Nizzin looked back from where they had come seeing only the red bamboo move fitfully in the wind, though he could hear from down the alley the sounds of the party pop like light bulbs giving out precious gasses. There were shrieks that detonated from that distance and arrived at his ears so closely Nizzin flinched and flapped at the sound like a fly or a bee that had buzzed too close. Light began to coagulate in the direction they had fled from, occluding sight, clotted like fat, illuminated nothing.

 

Zgija had half stood; her legs were braced while her arms pushed down on the bench as if she might revive it from some faint; her head was bowed, she muttered to herself.

 

For no reason Nizzin could know he went to hold his hand in front of his face but found he still clutched his stolen copy of The Ecstasies of the Panopliant. Madness, or its close kin, had opened like a flower at the party, yawned it’s blossoms, heaved it’s perfume encroachingly across the town. Why had he not been afflicted? Not the book. In his pack, the weight of that item – that thing, he thought to himself – he had stolen suddenly grew lighter (bubbles rising in the liquid of the world) as he thought of it, rested.

 

Nizzin (reading his own thoughts out loud to himself): ‘I am protected.’

 

Zgija had managed herself to stand, yet still she hummed with excitement, sick from exposure to what had happened, to that event. She attempted to make with her mouth the shape of what she had heard, daring not to breathe as she tried. A new path had been opened.

 

Nizzin, feeling giddy and flushed with the strangeness that flourished around him – the sounds of earth breaking apart, stones cracking, came from the house they had fled, where the light had begun to dully stick together – moved forward to try again to help the young woman as some irresolvable trouble wrote itself onto that place.

 

He was about to reach out to her when he was stopped, watching the light play strange where it met and hushed against her skin.

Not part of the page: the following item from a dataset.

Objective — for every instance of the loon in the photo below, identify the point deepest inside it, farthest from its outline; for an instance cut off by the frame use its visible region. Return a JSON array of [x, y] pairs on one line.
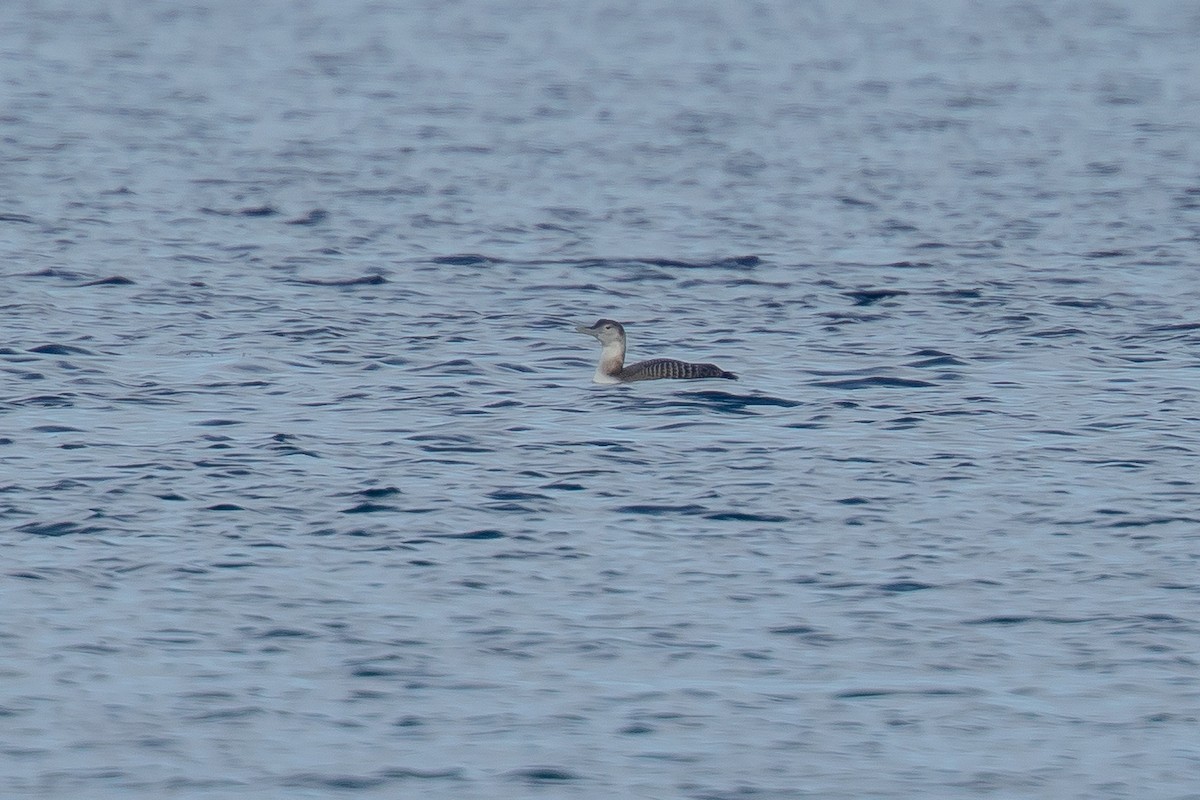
[[611, 368]]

He thought he saw her pulse like a beacon, just once.

 

A voice interupted him, ‘Nizzin!’

 

Nizzin, shocked from his fascination, hearing his name, turned to see the blazing eyes of the dire-zebra that had regarded him from outside the coffee shop. In those dark orbs still lingered a sympathy Nizzin was at a loss to divine. Perhaps it had been a warning that the animal had offered?

 

It was the man who rode the dire-zebra that spoke, grinding the z’s between his teeth, ‘Nizzin.’